Die Geschichte kam nun heraus, als sich Magnus Peresson (UBL) wegen des überlaufenden Wassers im Bauausschuss zu Wort meldete. Darauf hatte ihn Gerlinde Wollnitza (FWF) aufmerksam gemacht. Für Peresson nichts Neues: Schon vor Jahrzehnten habe der Stadtchronist Rudibert Ettelt den damaligen Rathauschef Dr. Ernst Enzinger auf die mangelhafte Entwässerung der riesigen Dachflächen des ehemaligen Klosters St. Mang aufmerksam gemacht. Jetzt sei wieder massiv Wasser in den Lichtgraben am Mang-Vorplatz gelaufen – dadurch sickere das feuchte Nass in die St. Anna-Kapelle und in die Klostermauern. Peresson schlug einen größeren Überlaufkessel vor, der wegen der zunehmenden Zahl an Schlagregen-Ereignissen auch mit einem über den Lichtgraben hinausragenden Wasserspeier versehen werden sollte. Das könne man prüfen, doch müsse eine solche Maßnahme mit dem Landesamt für Denkmalpflege abgestimmt werden, sagte Bürgermeister Paul Iacob (SPD).
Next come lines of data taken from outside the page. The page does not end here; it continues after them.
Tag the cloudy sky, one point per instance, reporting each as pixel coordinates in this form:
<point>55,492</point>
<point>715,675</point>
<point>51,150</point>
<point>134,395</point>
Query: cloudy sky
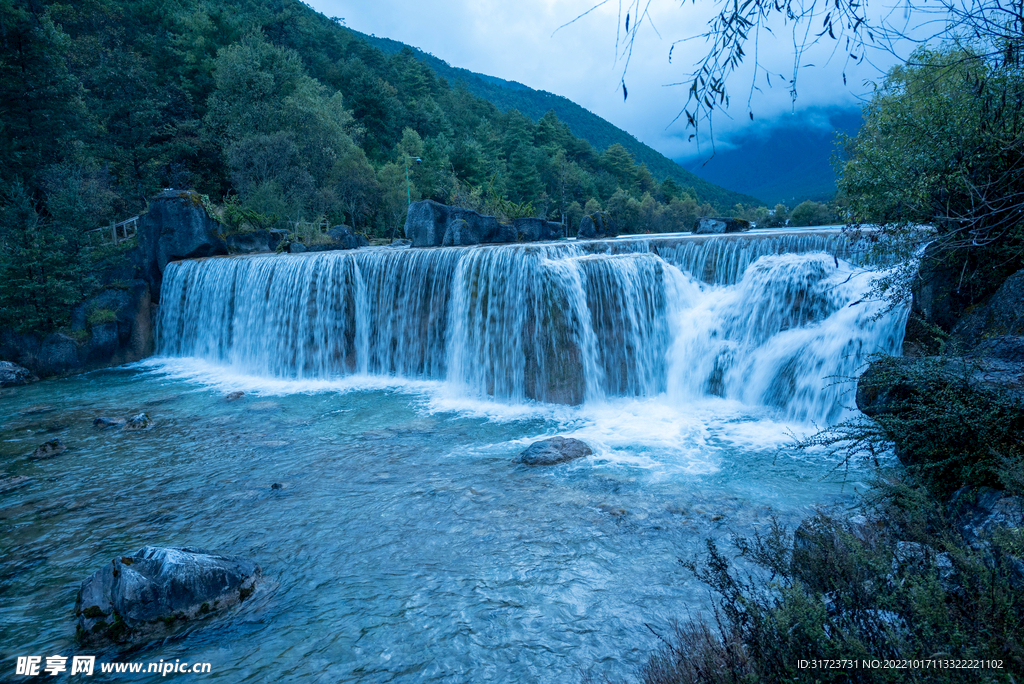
<point>521,41</point>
Was beide noch nicht wussten: In diesem Fall war das Bauamt bereits tätig geworden, bestätigte Axel Wittwerunserer Zeitung. Der Hausmeister habe den Kessel wieder frei gemacht – und dabei Übles entdeckt. Denn der Kessel war mit etlichen Hundekotbeuteln verstopft. Offenbar hatten Hundehalter nach einem Spaziergang im Baumgarten die Beutel durch Werfen aufs Dach „entsorgt“. Vom Dach rutschten diese dann in den Kessel. Seit der Reinigung des Kessels habe es keine Beschwerden mehr wegen überlaufenden Wassers gegeben, sagt Wittwer. Allerdings würde die Entwässerung der riesigen Dachflächen bei Schlagwetter immer ein Problem sein. Ob ein größerer Kessel samt Wasserspeier hier abhelfen könne, müsse man prüfen.